ファクタリングは、売掛債権をファクタリング会社に譲渡することで資金を調達する方法です。売掛債権を売却によって得る資金であるため、資金の使途に制限はありません。そのため、つなぎ融資と同じように、急な資金繰り悪化を改善するという目的で使用することが可能です。また、手形割引とは異なり、ファクタリングにおける債権譲渡では買戻しの請求が発生しない契約であれば、仮に譲渡した売掛債権が回収不可能になった場合でもあくまで債権の売却という形で契約を結ぶため、買戻す必要はなく心配はいりません。

 

こうした性質があるため、ファクタリング会社の審査では売掛先の信用力と取引内容がもっとも重視されます。債権の回収ができなくなると、ファクタリング会社が損害を受けることになるためです。逆に言えば、売掛先に信用力があるなら、利用者の経営状況や資金繰りが苦しくても資金調達ができる可能性があるわけです。ただし、「承諾のいらないファクタリング契約」の場合は少し事情が異なります。通常のファクタリング契約では、利用者とファクタリング会社、そして売掛先の3社が合意をしたうえで売掛債権の譲渡が行われるのです。この場合、売掛先はファクタリング会社に直接売掛金を支払うことになります。

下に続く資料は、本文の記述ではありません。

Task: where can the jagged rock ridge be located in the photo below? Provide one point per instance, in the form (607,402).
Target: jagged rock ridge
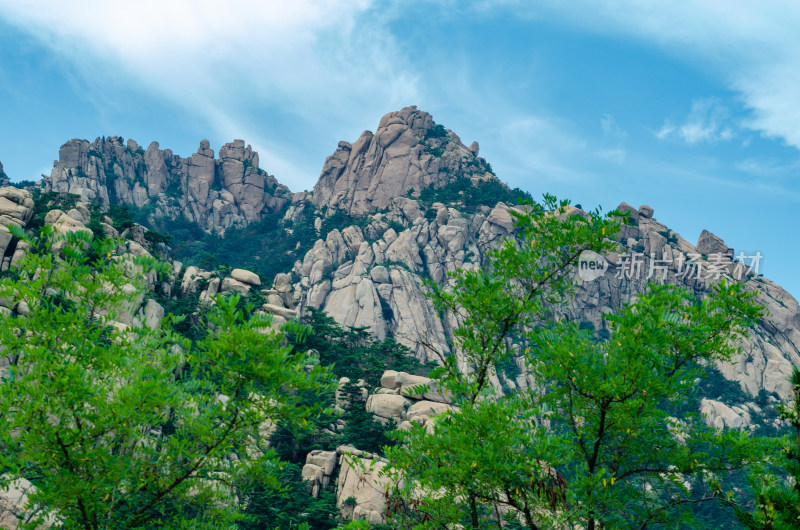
(214,193)
(407,152)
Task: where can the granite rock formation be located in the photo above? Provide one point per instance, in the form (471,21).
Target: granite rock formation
(214,193)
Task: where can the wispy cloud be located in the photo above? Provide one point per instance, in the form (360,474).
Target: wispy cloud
(611,129)
(708,122)
(752,46)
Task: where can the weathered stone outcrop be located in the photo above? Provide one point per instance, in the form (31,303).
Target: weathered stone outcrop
(215,193)
(407,152)
(378,284)
(361,488)
(16,208)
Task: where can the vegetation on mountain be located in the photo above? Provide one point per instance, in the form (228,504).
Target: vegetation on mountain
(777,490)
(461,191)
(595,444)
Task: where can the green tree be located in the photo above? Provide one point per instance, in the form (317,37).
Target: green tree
(132,427)
(593,444)
(778,496)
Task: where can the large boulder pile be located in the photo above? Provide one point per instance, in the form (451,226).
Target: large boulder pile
(214,193)
(407,152)
(16,510)
(16,208)
(361,487)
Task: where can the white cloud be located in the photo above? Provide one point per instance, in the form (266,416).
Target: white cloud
(320,62)
(753,46)
(707,122)
(616,155)
(611,129)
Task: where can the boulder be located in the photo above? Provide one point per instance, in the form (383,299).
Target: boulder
(361,488)
(388,406)
(708,244)
(645,211)
(233,285)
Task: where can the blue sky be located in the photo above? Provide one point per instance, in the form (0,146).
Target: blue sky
(690,107)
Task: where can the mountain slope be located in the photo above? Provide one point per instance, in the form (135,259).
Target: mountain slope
(407,203)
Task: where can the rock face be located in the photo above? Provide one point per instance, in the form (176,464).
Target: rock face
(371,275)
(407,152)
(361,488)
(214,193)
(16,208)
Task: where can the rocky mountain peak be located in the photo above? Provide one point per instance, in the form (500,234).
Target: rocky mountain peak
(214,193)
(407,153)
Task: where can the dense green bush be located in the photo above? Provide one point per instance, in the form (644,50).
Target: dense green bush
(471,197)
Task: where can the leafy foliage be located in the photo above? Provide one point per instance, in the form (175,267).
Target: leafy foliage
(472,197)
(354,353)
(778,493)
(594,446)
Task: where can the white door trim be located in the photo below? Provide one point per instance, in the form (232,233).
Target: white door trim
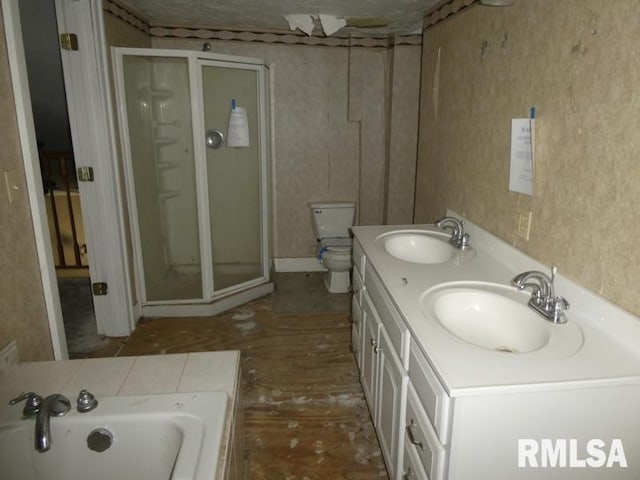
(92,130)
(26,131)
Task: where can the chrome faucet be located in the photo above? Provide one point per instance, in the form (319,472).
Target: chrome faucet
(459,239)
(543,298)
(54,405)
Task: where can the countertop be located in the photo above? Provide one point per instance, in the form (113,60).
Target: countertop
(610,353)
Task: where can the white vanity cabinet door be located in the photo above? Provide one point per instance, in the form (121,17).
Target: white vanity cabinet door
(421,438)
(358,284)
(391,403)
(390,318)
(369,370)
(433,397)
(359,259)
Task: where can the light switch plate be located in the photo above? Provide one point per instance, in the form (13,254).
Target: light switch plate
(8,356)
(11,182)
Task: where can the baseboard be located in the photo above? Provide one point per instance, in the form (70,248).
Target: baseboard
(309,264)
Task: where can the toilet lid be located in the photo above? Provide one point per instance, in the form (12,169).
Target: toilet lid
(336,243)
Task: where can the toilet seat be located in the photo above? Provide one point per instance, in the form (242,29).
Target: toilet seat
(335,245)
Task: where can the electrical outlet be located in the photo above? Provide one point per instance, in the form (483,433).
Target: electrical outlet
(523,223)
(8,356)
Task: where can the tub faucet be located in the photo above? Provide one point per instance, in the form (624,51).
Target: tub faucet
(459,239)
(543,298)
(54,405)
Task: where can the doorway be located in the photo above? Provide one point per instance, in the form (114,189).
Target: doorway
(58,173)
(90,116)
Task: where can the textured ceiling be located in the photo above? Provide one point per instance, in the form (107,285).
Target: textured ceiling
(405,16)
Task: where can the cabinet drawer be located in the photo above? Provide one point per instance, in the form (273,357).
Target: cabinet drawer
(358,284)
(359,259)
(421,437)
(411,467)
(431,393)
(398,333)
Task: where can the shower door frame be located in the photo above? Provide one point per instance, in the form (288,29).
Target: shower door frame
(255,287)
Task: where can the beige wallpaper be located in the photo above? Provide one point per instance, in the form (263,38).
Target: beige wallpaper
(578,63)
(23,315)
(331,130)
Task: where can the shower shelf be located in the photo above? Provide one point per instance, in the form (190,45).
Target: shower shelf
(167,194)
(165,141)
(168,165)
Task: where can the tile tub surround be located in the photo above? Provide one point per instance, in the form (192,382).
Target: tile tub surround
(181,373)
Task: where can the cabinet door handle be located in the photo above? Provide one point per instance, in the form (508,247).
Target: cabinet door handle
(412,439)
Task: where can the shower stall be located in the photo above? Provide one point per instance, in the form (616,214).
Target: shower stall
(198,206)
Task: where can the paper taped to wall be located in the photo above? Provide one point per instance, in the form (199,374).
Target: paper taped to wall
(522,155)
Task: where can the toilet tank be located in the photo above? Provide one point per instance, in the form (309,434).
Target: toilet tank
(332,219)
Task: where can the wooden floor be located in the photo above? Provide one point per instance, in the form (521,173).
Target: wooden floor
(304,413)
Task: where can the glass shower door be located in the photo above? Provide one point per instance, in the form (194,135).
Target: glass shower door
(234,177)
(162,175)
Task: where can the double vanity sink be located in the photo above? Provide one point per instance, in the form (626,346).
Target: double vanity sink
(488,315)
(459,366)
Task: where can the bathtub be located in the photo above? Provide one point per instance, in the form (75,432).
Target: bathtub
(174,436)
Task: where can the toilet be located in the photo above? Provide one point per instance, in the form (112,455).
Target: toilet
(331,222)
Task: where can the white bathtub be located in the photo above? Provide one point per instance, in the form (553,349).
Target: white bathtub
(165,436)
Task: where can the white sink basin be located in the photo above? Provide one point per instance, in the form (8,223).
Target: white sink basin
(496,317)
(418,246)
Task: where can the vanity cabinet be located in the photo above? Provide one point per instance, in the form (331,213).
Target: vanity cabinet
(406,417)
(443,410)
(380,342)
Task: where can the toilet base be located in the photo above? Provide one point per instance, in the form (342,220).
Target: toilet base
(337,282)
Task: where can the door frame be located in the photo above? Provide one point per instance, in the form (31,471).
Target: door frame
(91,120)
(245,291)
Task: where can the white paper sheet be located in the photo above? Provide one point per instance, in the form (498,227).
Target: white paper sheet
(522,155)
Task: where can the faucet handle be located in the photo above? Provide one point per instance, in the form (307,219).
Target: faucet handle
(86,401)
(560,304)
(32,405)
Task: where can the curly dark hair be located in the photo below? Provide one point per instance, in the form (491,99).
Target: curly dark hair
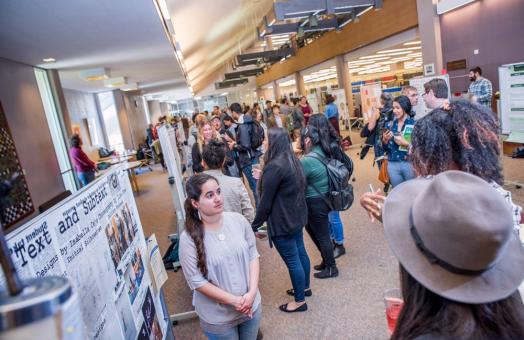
(466,134)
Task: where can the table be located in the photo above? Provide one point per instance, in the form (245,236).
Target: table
(130,168)
(114,160)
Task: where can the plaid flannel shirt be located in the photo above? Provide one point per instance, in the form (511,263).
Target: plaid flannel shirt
(483,90)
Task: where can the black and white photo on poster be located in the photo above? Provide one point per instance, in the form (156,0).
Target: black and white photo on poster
(127,320)
(134,275)
(143,334)
(95,239)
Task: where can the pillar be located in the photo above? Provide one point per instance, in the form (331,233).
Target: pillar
(344,81)
(299,83)
(276,91)
(429,29)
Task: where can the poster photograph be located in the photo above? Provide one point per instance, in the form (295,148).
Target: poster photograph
(95,239)
(134,274)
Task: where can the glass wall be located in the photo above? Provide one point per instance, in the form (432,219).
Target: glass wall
(55,127)
(111,123)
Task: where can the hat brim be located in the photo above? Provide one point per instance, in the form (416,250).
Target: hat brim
(495,284)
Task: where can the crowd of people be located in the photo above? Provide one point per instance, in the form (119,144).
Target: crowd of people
(444,168)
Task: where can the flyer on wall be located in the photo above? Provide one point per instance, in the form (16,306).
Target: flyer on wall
(95,239)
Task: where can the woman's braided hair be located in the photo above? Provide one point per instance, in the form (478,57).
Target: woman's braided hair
(194,226)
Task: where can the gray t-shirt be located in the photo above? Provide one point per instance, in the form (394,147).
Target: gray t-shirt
(228,254)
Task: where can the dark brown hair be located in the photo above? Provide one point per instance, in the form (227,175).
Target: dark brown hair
(426,313)
(194,226)
(465,134)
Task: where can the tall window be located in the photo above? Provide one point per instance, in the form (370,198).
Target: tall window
(112,125)
(57,134)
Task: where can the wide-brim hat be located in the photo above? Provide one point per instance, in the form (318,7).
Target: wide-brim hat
(454,234)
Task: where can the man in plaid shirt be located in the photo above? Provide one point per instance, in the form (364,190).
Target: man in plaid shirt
(480,87)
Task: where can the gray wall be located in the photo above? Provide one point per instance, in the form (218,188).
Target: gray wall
(494,27)
(82,105)
(154,111)
(26,117)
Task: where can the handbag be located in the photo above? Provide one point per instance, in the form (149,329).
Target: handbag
(383,173)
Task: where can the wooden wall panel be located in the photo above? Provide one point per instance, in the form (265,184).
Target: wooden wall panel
(396,16)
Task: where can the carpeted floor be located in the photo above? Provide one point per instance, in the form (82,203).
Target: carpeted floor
(347,307)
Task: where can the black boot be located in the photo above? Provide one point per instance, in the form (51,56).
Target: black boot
(327,273)
(339,250)
(320,266)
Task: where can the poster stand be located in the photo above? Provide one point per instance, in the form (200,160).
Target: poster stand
(95,239)
(168,142)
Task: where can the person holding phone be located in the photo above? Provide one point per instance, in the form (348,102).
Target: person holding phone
(395,145)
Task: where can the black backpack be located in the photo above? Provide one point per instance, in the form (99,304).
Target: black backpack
(340,190)
(257,134)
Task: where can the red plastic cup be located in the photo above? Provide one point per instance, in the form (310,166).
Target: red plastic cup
(394,303)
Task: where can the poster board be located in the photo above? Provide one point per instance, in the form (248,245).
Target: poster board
(166,135)
(511,78)
(95,239)
(421,109)
(370,97)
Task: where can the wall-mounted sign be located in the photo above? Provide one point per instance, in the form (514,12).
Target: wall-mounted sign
(429,70)
(456,65)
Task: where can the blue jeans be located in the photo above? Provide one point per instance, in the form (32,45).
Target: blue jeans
(248,172)
(86,177)
(400,172)
(336,228)
(291,249)
(247,330)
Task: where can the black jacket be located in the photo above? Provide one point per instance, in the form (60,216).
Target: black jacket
(282,203)
(246,154)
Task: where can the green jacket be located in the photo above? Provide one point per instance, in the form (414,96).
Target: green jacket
(315,173)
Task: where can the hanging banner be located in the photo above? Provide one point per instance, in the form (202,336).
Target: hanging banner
(95,239)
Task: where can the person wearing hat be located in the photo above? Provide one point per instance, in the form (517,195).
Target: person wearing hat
(461,263)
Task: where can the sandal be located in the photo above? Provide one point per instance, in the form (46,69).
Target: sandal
(308,292)
(302,308)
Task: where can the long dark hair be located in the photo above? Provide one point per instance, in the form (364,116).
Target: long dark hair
(322,133)
(425,312)
(466,134)
(194,226)
(280,147)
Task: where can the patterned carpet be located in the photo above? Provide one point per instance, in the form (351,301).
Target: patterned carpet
(348,307)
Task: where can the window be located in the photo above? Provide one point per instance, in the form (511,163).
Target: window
(111,123)
(57,134)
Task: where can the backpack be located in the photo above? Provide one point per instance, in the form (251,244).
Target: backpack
(257,135)
(340,190)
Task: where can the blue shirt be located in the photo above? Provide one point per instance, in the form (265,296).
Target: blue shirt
(392,148)
(483,90)
(331,110)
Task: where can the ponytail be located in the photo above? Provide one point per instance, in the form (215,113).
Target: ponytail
(194,226)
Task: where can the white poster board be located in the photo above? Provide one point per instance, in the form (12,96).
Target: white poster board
(370,97)
(511,79)
(312,99)
(166,135)
(421,109)
(95,239)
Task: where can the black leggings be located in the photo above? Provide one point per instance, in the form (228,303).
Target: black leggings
(318,228)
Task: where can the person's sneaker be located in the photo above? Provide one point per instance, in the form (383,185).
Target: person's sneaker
(339,250)
(327,273)
(320,266)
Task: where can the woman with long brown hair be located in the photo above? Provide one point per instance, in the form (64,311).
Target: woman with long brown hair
(220,263)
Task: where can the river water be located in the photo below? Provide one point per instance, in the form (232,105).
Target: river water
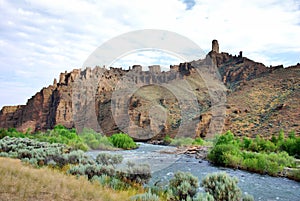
(163,167)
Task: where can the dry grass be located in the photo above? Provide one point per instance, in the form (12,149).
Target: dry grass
(21,182)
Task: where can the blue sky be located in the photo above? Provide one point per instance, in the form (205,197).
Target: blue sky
(41,38)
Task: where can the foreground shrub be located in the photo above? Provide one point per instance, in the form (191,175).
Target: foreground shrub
(222,187)
(183,186)
(109,159)
(122,141)
(204,197)
(182,141)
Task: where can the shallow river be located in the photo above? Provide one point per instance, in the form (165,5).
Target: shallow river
(163,166)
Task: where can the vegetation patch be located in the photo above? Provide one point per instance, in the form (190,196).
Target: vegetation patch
(276,157)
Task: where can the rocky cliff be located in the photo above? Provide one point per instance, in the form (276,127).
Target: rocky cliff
(197,98)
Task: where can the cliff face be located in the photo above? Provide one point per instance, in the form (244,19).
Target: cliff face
(180,102)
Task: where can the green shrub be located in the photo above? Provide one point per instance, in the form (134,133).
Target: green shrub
(219,154)
(109,159)
(140,173)
(183,186)
(148,196)
(182,141)
(198,141)
(95,140)
(222,187)
(227,138)
(248,197)
(123,141)
(167,139)
(204,197)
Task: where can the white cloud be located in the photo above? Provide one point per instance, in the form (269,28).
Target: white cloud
(40,39)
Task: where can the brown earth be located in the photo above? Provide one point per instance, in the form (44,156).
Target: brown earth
(198,98)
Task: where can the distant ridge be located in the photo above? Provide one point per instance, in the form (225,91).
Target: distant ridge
(260,100)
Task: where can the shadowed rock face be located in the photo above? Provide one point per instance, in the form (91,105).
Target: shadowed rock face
(152,104)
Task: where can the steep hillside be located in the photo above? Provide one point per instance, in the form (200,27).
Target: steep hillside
(198,98)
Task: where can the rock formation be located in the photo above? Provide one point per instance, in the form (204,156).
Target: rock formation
(185,101)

しかし、承諾のいらないファクタリング契約の場合は、利用者とファクタリング会社の合意だけで契約を結ぶのです。このケースでは、売掛先は売掛債権が譲渡された事実を知りません。そのため、まず利用者が売掛金の支払いを受けたうえで、ファクタリング会社に支払いを行うことになります。つなぎ融資の審査になかなか通らなかったり、審査を通る見込みが立たなかったりするなら、ファクタリングによって資金繰りを改善するという手段も考えてみましょう。

 

 

資金調達をスムーズに行っていこう

資金繰りがうまくいかないという状況は、経営を続けていくうえで大きな問題となります。どれだけ利益を出していても、資金がきちんと回らないせいで会社に危機が訪れるというケースは決して少なくないからです。しかし、突発的な出来事や一時的な経営環境の変化から、資金が足りなくなる可能性はあります。だからこそ、そうした状況を乗り越えられるように、資金調達の方法を理解しておくことが重要です。融資にだけこだわるのではなく、必要に応じてファクタリングの利用も検討してみましょう。